Nonfiction Monday: I dreamed of flying like a bird by Robert Haas
I wanted to like this book. It's gotten some really good reviews and I usually enjoy Nat'l Geographic's animal books for kids and middle grade readers. But it left me unsatisfied. Is it a book about photography? About animals? About preservation? About science? A little of each, but not enough of any, was my feeling. Like a coffee table book only for kids.
I admit some of this ambivalence comes from my preference for close up, detailed photography, like Nic Bishop's work or the photography in the Scientists in the Field series (a lot of which is his work anyways). The big picture just doesn't really grab me.
If you're one of the few people who haven't seen this book yet, it switches back and forth between Haas' career as an aerial photographer, with photography terms, tricks and dangers of the trade and a little about his background and the context and background of some of his most famous photos.

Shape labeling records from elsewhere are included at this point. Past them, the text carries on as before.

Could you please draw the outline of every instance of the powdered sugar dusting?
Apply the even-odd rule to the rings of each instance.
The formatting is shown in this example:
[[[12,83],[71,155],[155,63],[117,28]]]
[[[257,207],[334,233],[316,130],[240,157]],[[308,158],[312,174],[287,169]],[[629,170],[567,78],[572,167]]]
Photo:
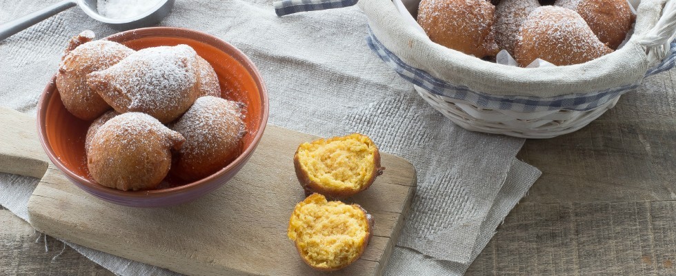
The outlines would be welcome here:
[[[124,113],[103,124],[94,135],[87,155],[92,177],[120,190],[154,188],[171,166],[172,148],[185,141],[157,119]]]
[[[577,12],[543,6],[533,11],[521,25],[515,52],[521,66],[536,58],[561,66],[584,63],[612,50]]]
[[[624,40],[635,19],[626,0],[558,0],[555,5],[577,12],[599,40],[613,49]]]
[[[575,10],[577,9],[577,6],[579,5],[579,3],[581,2],[582,0],[557,0],[556,2],[554,3],[554,5]]]
[[[95,146],[97,143],[100,144],[104,141],[97,139],[99,134],[103,130],[107,132],[105,135],[114,135],[117,143],[131,151],[136,150],[138,148],[148,148],[147,141],[139,139],[139,137],[161,137],[162,144],[168,150],[174,148],[177,140],[182,140],[179,133],[172,131],[152,116],[141,112],[127,112],[109,119],[95,134],[95,138],[91,143],[92,146]]]
[[[422,0],[417,21],[433,41],[484,57],[498,52],[491,30],[495,11],[486,0]]]
[[[71,39],[69,48],[79,46],[66,50],[68,54],[59,66],[57,87],[68,111],[80,119],[92,120],[110,107],[88,85],[87,74],[108,68],[134,53],[134,50],[108,41],[79,44],[90,40],[83,35],[93,36],[93,33],[86,32]]]
[[[228,160],[219,159],[237,153],[246,132],[243,107],[241,103],[219,97],[198,98],[172,126],[186,137],[177,166],[194,170],[200,165],[222,164]]]
[[[519,28],[533,10],[540,6],[537,0],[502,0],[495,8],[495,42],[500,48],[514,55]]]
[[[186,45],[140,50],[91,74],[90,85],[119,112],[144,112],[170,121],[197,97],[197,57]]]

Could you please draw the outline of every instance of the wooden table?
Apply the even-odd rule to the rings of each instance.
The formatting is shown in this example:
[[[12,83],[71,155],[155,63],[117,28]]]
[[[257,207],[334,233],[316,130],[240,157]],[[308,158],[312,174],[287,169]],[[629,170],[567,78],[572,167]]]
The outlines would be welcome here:
[[[542,170],[467,275],[676,275],[676,70],[575,133],[528,140]],[[0,210],[0,275],[112,273]]]

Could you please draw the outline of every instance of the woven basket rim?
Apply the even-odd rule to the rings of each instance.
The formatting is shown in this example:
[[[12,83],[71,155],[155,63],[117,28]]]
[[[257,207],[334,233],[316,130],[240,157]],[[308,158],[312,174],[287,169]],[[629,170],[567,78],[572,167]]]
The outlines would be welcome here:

Hmm. I think what bothered me about this was I had a hard time connecting the text to the photographs. After I'd read the book a couple times it was easier to connect the text to the progression of the photographs, but I think it would have made a big difference if the book had been laid out differently, or maybe the photos had captions. Some can easily be connected to the story - like the buffaloes and lions, while others like the whales are confusing, since some photos seem to be random whale shots and others are specifically described in the text.
Verdict: This book wasn't for me, but quite a few people have fallen in love with it. If you feel a need for a photo heavy, general animal book in your nonfiction section, go for it. I'll stick with Scientists in the Field and Nat'l Geographic's Face to Face series.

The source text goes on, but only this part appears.